Segundo os investigadores, o próprio gene que foi agora identificado já tinha sido erroneamente caracterizado como um gene não relacionado – chamado ORF3b – que também está presente noutros coronavírus. Este gene estava registado num banco de dados como sendo associado a apenas uma variante do vírus, que afeta os pangolins, na China. No entanto, os investigadores defendem que não se trata do mesmo gene.

“Os dois genes não estão relacionados e codificam proteínas completamente diferentes. Isso significa que o conhecimento sobre o SARS-CoV-2 ORF3b não deve ser aplicado ao SARS-CoV-2 ORF3d”, explica Charles Nelson

O que faz este novo gene?

A função específica deste gene ainda não é conhecida e o facto de só ter sido detetado agora – quase um ano depois de ter sido identificado em Wuhan – é um “sério ponto cego” no conhecimento sobre o vírus.

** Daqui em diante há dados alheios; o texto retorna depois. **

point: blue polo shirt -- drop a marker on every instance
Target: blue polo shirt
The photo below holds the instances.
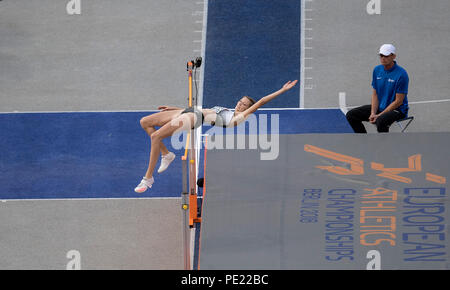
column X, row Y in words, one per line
column 387, row 83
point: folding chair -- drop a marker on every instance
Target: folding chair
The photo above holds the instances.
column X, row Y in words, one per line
column 407, row 119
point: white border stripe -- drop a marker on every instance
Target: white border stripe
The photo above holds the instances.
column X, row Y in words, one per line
column 86, row 199
column 302, row 55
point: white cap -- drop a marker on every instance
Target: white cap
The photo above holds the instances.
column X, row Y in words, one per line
column 387, row 49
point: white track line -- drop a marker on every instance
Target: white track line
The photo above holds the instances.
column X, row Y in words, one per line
column 302, row 57
column 87, row 198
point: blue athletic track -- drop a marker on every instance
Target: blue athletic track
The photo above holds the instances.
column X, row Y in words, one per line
column 104, row 155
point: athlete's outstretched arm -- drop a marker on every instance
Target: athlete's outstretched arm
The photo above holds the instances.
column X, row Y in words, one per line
column 264, row 100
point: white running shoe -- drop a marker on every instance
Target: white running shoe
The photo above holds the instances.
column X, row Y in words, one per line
column 165, row 161
column 145, row 183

“Ainda não sabemos a sua função, ou se tem significado clínico. Mas prevemos que é relativamente improvável que este gene seja detetado por uma resposta de linfócitos T, em contraste com a resposta de anticorpos. Talvez isso tenha algo a ver com a sua origem”, questiona o investigador.

Através da análise do sangue de pacientes que tiveram anteriormente Covid-19, os investigadores descobriram que o ORF3d induz uma forte resposta do sistema imunológico. No entanto, ainda não se sabe se contribui para a ativação dos linfócitos T – as células de memória que reconhecem o elemento patogénico e ativam uma resposta mais rápida dos anticorpos.

A descoberta deste gene abre uma nova porta para a investigação de mais genes sobrepostos nos SARS-CoV-2, assim como as funcionalidades que têm para a reprodução do vírus, uma vez que o tamanho do genoma do SARS-CoV-2 está “entre os mais longos vírus de RNA que existem”, o que significa que estes vírus podem ser “mais propensos a 'truques genómicos' do que outros vírus semelhantes”.